LOONY TUNES no. 147
1
Kevin Wheeler, chaplain, posts (1 July) on WMI Central
Dear GG:
“I heard this on the radio the other day and it so represents me: “I feel powerless. I have to stop the invisible hand; but I’m anonymous.” That is me! That is precisely how I feel. There is so much bad news everyday. The shootings ... the fire ... sadness all around, and it seems that there is nothing I can do about it. — Anonymous & Powerless 2
Dear A&P2,
Amazingly, there is something you and others can do. However, first of all, allow me to say that I really believe the invisible hand that you feel so desperate to stop is the hand of complacency or maybe just the lack of brotherly love (old school manners) which permeates our new America.”
2
Leonid Bershidsky posts on Bloomberg Opinion HERE
“Perceptions matter much more to the price of of oil than supply and demand”
“Bank analysts are predicting the oil rally of recent weeks isn't going to last. It's important, though, to reflect on why the rally happened in the first place. It was never about supply and demand as such, but about the market's perception of where they were going.
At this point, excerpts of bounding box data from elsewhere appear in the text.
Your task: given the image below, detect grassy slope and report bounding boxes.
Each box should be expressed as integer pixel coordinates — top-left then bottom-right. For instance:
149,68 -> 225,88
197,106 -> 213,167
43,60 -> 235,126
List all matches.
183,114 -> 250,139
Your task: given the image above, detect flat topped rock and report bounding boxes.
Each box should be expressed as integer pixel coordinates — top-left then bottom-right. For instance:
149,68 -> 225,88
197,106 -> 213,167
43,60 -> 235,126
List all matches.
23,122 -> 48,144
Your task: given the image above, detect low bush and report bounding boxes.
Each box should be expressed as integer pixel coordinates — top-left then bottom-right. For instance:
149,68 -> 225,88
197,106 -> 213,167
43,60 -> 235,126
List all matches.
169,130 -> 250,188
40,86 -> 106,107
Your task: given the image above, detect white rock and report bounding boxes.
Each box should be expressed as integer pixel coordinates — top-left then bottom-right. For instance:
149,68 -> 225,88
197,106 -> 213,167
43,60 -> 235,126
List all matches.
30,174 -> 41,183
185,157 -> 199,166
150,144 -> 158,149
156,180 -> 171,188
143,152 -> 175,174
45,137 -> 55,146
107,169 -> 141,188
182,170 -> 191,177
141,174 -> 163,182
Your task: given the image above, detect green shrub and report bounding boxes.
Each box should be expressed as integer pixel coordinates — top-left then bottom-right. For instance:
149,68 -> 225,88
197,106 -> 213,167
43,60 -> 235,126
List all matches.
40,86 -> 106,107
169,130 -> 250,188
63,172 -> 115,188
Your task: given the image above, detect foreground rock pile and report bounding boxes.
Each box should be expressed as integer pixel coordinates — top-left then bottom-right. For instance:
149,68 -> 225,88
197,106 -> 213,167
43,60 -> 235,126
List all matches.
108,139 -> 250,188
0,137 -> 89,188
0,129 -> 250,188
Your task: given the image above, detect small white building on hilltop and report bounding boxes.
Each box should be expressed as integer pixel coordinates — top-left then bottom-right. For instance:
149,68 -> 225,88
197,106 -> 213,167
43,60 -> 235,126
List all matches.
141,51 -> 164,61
If oil prices head south again, that, too, will be a result of guesswork. Traders should know there is an element of self-fulfilling prophecy -- for the long term, as well as the short term -- in their pronouncements about today's oil market.
Crude oil prices started falling last September. Brent oil crashed by almost 55 percent by mid-January, but it's up about 32 percent since …
… But the price of oil is another matter. That's going to depend on the headlines that reflect those national interests and technological advances -- or perhaps some new short term factors of the day. Traders rarely lack explanations for the numbers that skip across their screens.”
3
Eric Akobeng posts in South African Journal of Ecoomics HERE
“The Invisible Hand of Rain in Spending: Effect of Rainfall-Driven Agricultural Income on Per Capita Expenditure in Ghana”
Abstract
“This paper uses a nationally representative household pseudo-panel dataset for Ghana, a rain-fed agriculture economy, to investigate whether there is a positive relationship between rainfall-driven agricultural income and household per capita expenditure. By using the Two Stage Least Squares Instrumental Variable (2SLS-IV) estimator, it is found that a fall in rainfall-driven agricultural income leads to a decrease in per capita expenditure. The results show that the gender and the locality of the household head matter in the response of per capita expenditures to rainfall-driven agricultural income. Female-headed and rural households are more vulnerable to rainfall-driven agricultural income changes. The expenditure disaggregation indicates that female-headed households significantly reduce per capita non-food expenditure in times of rainfall-induced agricultural income decrease whilst the response of male-headed households focuses more on reducing per capita food and remittance expenditures.”
4
Lila Wallrich posts (1 July) on Comstocks (business insight for the capital region) HERE
“Why Crowdsourced Branding is a Bad Idea”
“Do you really want to weed through dozens of mediocre designs?
“The wisdom of crowds can be a remarkably potent thing. For example, Adam Smith’s famous phrase “invisible hand” identifies the phenomenon in which buyers and sellers collectively determine value better than any one person can.”
Comment
Prices cannot be determined by one person because there are at least two persons in every price decision: a buyer and a seller.
As for Adam Smith ‘identifying the phenomenon” of collective price decisions as the “invisible hand”, that too is absolute nonsense.
His use of the “invisible hand “metaphor in economics had nothing to with pricing.
Lila should check Smith’s Wealth of Nations [$10 gets you $100, she has never read it]. His reference was about investing locaqlly rather than abroad because the merchant concerned was averse to his perceived risks of investing abroad. Lila, turn to Smith’s Wealth of Nations, 1776: Book 4: IV.ii.paragrahs 4 to, page 454).